How racial bias can limit internet access for people of color

Access to quasi-public spaces, restaurants and cafes for example, isn’t always equal in America, particularly for Black people and other people of color. One such example of this is the infamous 2018 incident in Philadelphia when two Black men waiting at Starbucks for an acquaintance were arrested for loitering. The national outcry over their biased and unjust treatment led to a change in Starbucks’ corporate policy. It also begs the question: How often does this kind of incident happen around the country, and what implications does it have?

Glass door entrance of a cafe with signs indicating free Wifi, Open 24 hours, no dogs allowed.

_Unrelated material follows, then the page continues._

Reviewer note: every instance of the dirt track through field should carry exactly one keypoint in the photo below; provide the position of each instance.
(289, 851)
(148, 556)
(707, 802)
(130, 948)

A new study from the Annenberg School for Communication, published in the Journal of Communication, investigates the ways that institutions control who has access to WiFi, and the findings indicate that quality-of-life policing—the report and/or arrest of individuals engaged in nonviolent offenses such as loitering, noise violations, and public intoxication—is used by powerful institutions and privileged people to keep those with less privilege, including people of color, from accessing resources like the internet.

The inspiration for the study came from a story Annenberg professor Julia Ticona heard while interviewing gig workers for her forthcoming book, “Left to Our Own Devices: Coping with Insecure Work in a Digital Age.” One of her interviewees, a twenty-year-old Black man named Alex, had a Starbucks manager threaten to call the police on him because he was using an outlet and the internet.

“I was so frustrated for him personally,” says Ticona. “And I was also frustrated that we so often talk about the digital divide as a matter of people not being able to afford access, entirely omitting from the discussion that people are actively being threatened for using the internet.”

Ticona shared her frustration with Annenberg professor Yphtach Lelkes and doctoral candidate Tian Yang, and the three scholars joined forces to develop a method for investigating if and how institutions are policing access to the internet.

“We were excited to be able to establish a causal relationship between institutional dynamics and their outcomes in perpetuating social inequalities,” says Yang. “To do this, we applied methods used in economics and other fields to develop a way to analyze the data for answers to our questions.”